3.3 ResNet{18, 34, 50, 101, 152}
ResNet18
flaxmodels.ResNet18(output='softmax', pretrained='imagenet', normalize=True, kernel_init=flax.linen.initializers.lecun_normal(), bias_init=flax.linen.initializers.zeros, ckpt_dir=None, dtype='float32') -> flax.linen.Module
Parameters
- output (str) - Output of the network. Options:
- 'softmax': Output is a softmax tensor of shape [N, 1000].
- 'logits': Output is a tensor of shape [N, 1000].
- 'activations': Output is a dictionary containing the ResNet activations.
- pretrained (str) - Which pretrained weights to load. Options:
- 'imagenet': Loads the network parameters trained on ImageNet.
- None: Parameters of the module are initialized randomly.
- normalize (bool) - If True, the input will be normalized with the ImageNet statistics.
- kernel_init (callable) - A function that takes in a shape and returns a tensor for initializing the weights.
- kernel_init (callable) - A function that takes in a shape and returns a tensor for initializing the biases.
- ckpt_dir (str) - The directory to which the pretrained weights are downloaded. Only relevant if a pretrained model is used. If this argument is None, the weights will be saved to a temp directory.
- dtype (str) - Data type.
ResNet34
flaxmodels.ResNet34(output='softmax', pretrained='imagenet', normalize=True, include_head=True, kernel_init=flax.linen.initializers.lecun_normal(), bias_init=flax.linen.initializers.zeros, ckpt_dir=None, dtype='float32') -> flax.linen.Module
Parameters
- output (str) - Output of the network. Options:
- 'softmax': Output is a softmax tensor of shape [N, 1000].
- 'logits': Output is a tensor of shape [N, 1000].
- 'activations': Output is a dictionary containing the ResNet activations.
- pretrained (str) - Which pretrained weights to load. Options:
- 'imagenet': Loads the network parameters trained on ImageNet.

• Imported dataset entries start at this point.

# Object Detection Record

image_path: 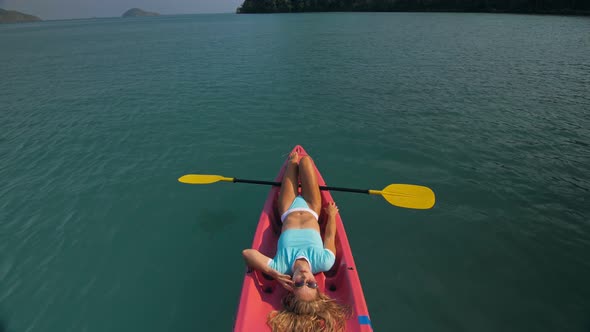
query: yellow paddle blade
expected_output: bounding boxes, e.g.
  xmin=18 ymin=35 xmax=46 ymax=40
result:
xmin=369 ymin=184 xmax=435 ymax=210
xmin=178 ymin=174 xmax=234 ymax=184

- None: Parameters of the module are initialized randomly.
- normalize (bool) - If True, the input will be normalized with the ImageNet statistics.
- kernel_init (callable) - A function that takes in a shape and returns a tensor for initializing the weights.
- kernel_init (callable) - A function that takes in a shape and returns a tensor for initializing the biases.
- ckpt_dir (str) - The directory to which the pretrained weights are downloaded. Only relevant if a pretrained model is used. If this argument is None, the weights will be saved to a temp directory.
- dtype (str) - Data type.
ResNet50
flaxmodels.ResNet50(output='softmax', pretrained='imagenet', normalize=True, include_head=True, kernel_init=flax.linen.initializers.lecun_normal(), bias_init=flax.linen.initializers.zeros, ckpt_dir=None, dtype='float32') -> flax.linen.Module
Parameters
- output (str) - Output of the network. Options:
- 'softmax': Output is a softmax tensor of shape [N, 1000].
- 'logits': Output is a tensor of shape [N, 1000].
- 'activations': Output is a dictionary containing the ResNet activations.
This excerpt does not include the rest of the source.